大人っぽい衣装をまとい、タンゴを演じきった望月。3位の好成績にも「ジャンプが駄目だった」と内容に満足していない様子。「自信を持って滑れるようにしたい」と次に向けての抱負を語ってくれた。
ルーキー大坂は今回がシニアとして初めての大会。「試合前調子が上がらなくてひどかった」とショートプログラムでは本来の実力を発揮できない。しかし「切り替えられた」というフリーで完璧ではないながらもうまくまとめ、順位を上げられたことは自信になったようだ。

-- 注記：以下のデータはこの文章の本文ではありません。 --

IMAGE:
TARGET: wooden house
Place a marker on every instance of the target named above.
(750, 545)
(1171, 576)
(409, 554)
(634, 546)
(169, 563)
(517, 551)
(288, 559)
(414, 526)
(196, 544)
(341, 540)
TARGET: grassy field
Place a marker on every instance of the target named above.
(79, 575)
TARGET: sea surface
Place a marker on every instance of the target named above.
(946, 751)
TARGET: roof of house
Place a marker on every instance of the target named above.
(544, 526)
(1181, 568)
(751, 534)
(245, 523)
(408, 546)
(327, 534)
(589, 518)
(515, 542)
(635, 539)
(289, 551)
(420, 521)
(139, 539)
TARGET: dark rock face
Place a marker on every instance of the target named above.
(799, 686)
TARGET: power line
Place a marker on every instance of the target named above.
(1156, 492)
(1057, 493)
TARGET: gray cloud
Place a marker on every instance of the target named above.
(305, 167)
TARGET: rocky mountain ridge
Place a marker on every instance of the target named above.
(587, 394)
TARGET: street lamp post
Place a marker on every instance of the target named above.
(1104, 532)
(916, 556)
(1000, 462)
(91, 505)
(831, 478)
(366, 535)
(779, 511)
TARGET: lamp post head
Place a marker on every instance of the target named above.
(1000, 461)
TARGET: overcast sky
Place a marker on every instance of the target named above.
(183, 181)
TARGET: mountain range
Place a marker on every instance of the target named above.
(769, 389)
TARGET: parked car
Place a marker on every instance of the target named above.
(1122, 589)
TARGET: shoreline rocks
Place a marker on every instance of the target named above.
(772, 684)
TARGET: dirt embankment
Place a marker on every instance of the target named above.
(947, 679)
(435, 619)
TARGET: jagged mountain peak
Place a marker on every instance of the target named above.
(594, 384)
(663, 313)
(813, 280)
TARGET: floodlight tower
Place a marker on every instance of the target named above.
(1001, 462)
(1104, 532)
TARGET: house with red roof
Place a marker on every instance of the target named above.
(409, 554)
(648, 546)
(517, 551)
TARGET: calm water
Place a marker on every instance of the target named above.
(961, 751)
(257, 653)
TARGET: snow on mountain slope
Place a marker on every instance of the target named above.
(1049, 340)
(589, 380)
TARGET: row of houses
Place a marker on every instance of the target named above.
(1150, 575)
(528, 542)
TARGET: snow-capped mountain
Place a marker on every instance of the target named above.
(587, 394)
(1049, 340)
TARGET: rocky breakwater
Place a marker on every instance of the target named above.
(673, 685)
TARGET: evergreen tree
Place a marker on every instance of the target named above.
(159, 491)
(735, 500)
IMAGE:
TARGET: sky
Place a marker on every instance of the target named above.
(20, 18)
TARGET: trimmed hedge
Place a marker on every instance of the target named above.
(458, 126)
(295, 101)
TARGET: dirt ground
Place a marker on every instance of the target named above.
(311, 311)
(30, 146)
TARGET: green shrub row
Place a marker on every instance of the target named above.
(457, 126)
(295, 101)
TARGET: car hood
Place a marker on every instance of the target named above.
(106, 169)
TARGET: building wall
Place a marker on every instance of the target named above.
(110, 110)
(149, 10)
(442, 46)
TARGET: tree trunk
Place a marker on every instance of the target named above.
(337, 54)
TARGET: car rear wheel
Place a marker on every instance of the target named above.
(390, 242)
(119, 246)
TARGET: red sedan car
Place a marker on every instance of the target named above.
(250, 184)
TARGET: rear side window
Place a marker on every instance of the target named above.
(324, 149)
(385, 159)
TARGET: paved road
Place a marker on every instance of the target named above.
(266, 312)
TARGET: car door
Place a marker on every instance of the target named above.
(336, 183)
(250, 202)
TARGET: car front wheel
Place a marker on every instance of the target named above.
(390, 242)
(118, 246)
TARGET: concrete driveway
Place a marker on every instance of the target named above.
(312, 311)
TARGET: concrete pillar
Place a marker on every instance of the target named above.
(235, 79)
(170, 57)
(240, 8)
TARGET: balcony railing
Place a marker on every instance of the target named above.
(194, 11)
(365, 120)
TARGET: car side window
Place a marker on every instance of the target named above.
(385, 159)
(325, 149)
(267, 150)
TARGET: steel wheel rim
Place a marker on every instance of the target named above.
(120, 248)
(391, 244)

男女共に明治の実力と存在感を見せてくれた大会だった。しかしシーズンはまだ始まったばかり。今回手にした課題とどう向き合うかが大切だ。この先に全日本選手権やインカレといった大きな舞台を控え、さらなる高みを目指す選手たちに期待が懸かる。
~試合後のコメント~
松村
「(表彰台入りしたことで)有言実行できた。(フリーの演技を振り返ってみて)練習通りのものを出せたけど、課題は多い。ジャンプはコンビネーションを3回入れる予定だったのに1回しか入れることができなかったり、最後のジャンプで着地のとき氷に足が引っ掛かってしまったりと詰めが甘くなってしまった。また、スピンも回転不足でレベルを取ることができなかった。(ショートが3位だったことに対して)プレッシャーを感じることはなく、いつも通り演技しようと思っていた。ショートでのいい流れをうまくフリーにつなげることができたと思う。表彰台に上れたことは本当にうれしい。パーソナルベストも出すことができた(今までは117点くらい)。今シーズンに勝負をかけて今まで以上に詰めて練習してきた成果を出すことができた。今後はこの結果に満足せず、トリプルを3種類に増やしてさらに得点を伸ばす勢いで頑張りたい」。
野口
「今回は不調だった。ショートプログラムはジャンプが悪く、フリーでやらなきゃと追い込んだ。フリープログラムはあまり良くなかったが無難にはできたと思う。最後まであきらめずに滑り切ることができた。ショートよりもフリーで順位が上がったことはうれしい。今後はジャンプで3回転の種類を増やして上位を目指したい」。
橋本
「大会までの1、2週間くらい練習での調子が悪く、その結果が出てしまった。ショートの演技はまとめることができたが、フリーでは後半のジャンプを全然しめることができず、見ている人に申し訳ない演技になってしまった。(トリプルループで転んだときは)足が棒になったかたちで着地してしまい腰に衝撃がいってしまい、もともとヘルニアであるため腰を痛めてしまった。でもそのケガを演技で見せてはいけないと思った。腰が痛くてもそれをカバーして演技し続けるメンタルの強さが必要だ。また、フリーはジャンプが悪かった分、その悔しさをバネにしてストレートラインステップで思いっきり動いた。今後はジャンプをしっかり決めて、かつ曲を表現できるようにベストを尽くしたい」。
石川
「終わってほっとしている。ショートはケガしていてあまり練習ができていなかった中でうまくまとめることができたと思う。(ショート1位だったことに対して)終わってからは順位よりも出た得点を見てフリーにどうつなげていこうか考えていた。スピンのレベルが思ったより取れていなかったり、後半になるにつれてプログラムコンポーネンツが低くなってしまうという課題をフリーで直そうと思った。フリーの演技を振り返るとジャンプの回転が不足してしまったり、コンビネーションを決めることができなかったり、演技のスピードが足りなかったりと反省すべき点は多い。慎重になりすぎてしまった。それでもケガして練習が思うようにできなかった状況で優勝できたのは今後の自信につながる。自分のできることを集中してやれば結果を出すことはできるということを学んだ。次の大会では今回入れなかったフリップを2回入れるつもり。今後は今大会で見つけた課題と向き合い、さらに新しいことにも取り組んで頑張っていきたい」。